Table of contents
No headings in the article.
I use the Jupyter notebook I installed from Anaconda. Reading from the book Pandas for everyone by Daniel Y. Chen. I learned that operations are vectorized, and methods that work on series and data frames are vectorized.
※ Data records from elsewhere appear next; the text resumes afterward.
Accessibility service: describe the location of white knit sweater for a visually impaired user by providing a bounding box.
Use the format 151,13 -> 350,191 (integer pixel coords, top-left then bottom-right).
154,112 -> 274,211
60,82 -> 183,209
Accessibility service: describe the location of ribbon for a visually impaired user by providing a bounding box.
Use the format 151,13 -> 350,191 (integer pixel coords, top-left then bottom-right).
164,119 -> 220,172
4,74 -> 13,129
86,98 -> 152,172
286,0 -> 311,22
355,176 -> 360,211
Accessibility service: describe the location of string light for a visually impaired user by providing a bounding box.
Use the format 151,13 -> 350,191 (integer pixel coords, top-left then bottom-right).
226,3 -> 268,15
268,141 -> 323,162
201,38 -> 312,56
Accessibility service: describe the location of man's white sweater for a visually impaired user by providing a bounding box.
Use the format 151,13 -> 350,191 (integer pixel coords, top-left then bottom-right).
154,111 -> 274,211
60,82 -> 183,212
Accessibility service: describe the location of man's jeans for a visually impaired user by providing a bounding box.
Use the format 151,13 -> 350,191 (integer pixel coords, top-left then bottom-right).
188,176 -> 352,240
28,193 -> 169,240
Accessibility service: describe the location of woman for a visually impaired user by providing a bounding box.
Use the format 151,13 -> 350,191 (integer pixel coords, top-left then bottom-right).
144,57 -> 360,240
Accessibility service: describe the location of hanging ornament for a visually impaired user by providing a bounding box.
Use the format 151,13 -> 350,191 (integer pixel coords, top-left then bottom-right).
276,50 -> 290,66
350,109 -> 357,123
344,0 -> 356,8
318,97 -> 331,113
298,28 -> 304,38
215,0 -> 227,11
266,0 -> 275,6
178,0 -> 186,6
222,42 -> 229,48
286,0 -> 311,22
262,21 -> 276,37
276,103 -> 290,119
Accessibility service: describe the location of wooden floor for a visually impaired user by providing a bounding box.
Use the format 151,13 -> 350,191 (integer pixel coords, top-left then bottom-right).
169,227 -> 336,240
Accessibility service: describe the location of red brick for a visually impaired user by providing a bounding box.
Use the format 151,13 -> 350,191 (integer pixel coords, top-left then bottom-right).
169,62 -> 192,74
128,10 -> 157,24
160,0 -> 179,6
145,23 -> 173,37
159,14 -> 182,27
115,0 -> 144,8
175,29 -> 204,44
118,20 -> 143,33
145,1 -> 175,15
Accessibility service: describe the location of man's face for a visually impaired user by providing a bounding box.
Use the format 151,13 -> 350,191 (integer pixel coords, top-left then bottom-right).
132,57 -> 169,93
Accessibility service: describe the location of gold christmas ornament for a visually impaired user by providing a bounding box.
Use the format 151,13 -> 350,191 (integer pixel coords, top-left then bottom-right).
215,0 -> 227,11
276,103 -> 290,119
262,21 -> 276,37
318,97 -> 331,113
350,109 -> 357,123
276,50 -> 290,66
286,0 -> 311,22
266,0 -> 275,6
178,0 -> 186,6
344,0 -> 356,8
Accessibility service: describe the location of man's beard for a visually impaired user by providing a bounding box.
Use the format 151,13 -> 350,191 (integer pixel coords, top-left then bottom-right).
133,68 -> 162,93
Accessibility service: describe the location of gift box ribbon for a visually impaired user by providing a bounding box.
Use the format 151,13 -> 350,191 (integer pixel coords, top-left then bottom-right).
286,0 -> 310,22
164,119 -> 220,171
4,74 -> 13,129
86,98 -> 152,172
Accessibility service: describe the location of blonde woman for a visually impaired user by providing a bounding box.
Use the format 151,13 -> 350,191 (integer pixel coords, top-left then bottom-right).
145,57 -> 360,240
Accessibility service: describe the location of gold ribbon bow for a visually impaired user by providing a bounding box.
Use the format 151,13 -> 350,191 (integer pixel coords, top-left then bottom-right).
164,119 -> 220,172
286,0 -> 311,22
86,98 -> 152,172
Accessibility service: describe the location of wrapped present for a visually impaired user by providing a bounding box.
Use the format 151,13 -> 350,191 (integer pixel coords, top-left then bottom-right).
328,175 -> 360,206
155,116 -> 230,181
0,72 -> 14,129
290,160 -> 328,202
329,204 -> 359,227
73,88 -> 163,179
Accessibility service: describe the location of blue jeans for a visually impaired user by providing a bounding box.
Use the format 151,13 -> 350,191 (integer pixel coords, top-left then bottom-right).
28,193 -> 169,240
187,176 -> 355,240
Using the datasets scientists.csv.
#Importing necessary library
import pandas as pd
# Importing Data set
scientists = pd.read_csv('scientist.csv')
scientists.head()
>>># Data Output
Name Born Died Age Occupation
0 Rosaline Franklin 1920-07-25 1958-04-16 37 Chemist
1 William Gosset 1876-06-13 1937-10-16 61 Statistician
2 Florence Nightingale 1820-05-12 1910-08-13 90 Nurse
3 Marie Curie 1867-11-07 1934-07-04 66 Chemist
4 Rachel Carson 1907-05-27 1964-04-14 56 Biologist
ages = scientists['Age']
print(ages)
>>> # Data Output
0 37
1 61
2 90
3 66
4 56
5 45
6 41
7 77
Name: Age, dtype: int64
print(ages + ages)
>>> # Data Output
0 74
1 122
2 180
3 132
4 112
5 90
6 82
7 154
Name: Age, dtype: int64
Vectors with integers (scalars)
When you operate on a vector using a scalar, the scalar will be recycled across the elements in the vector.
print(ages + 100)
>>> # Data Output
0 137
1 161
2 190
3 166
4 156
5 145
6 141
7 177
Name: Age, dtype: int64
print(ages * 2)
>>> # Data Output
0 74
1 122
2 180
3 132
4 112
5 90
6 82
7 154
Name: Age, dtype: int64
Vectors with different lengths
When you are working with vectors of different lengths, the behavior will depend on the type of vectors.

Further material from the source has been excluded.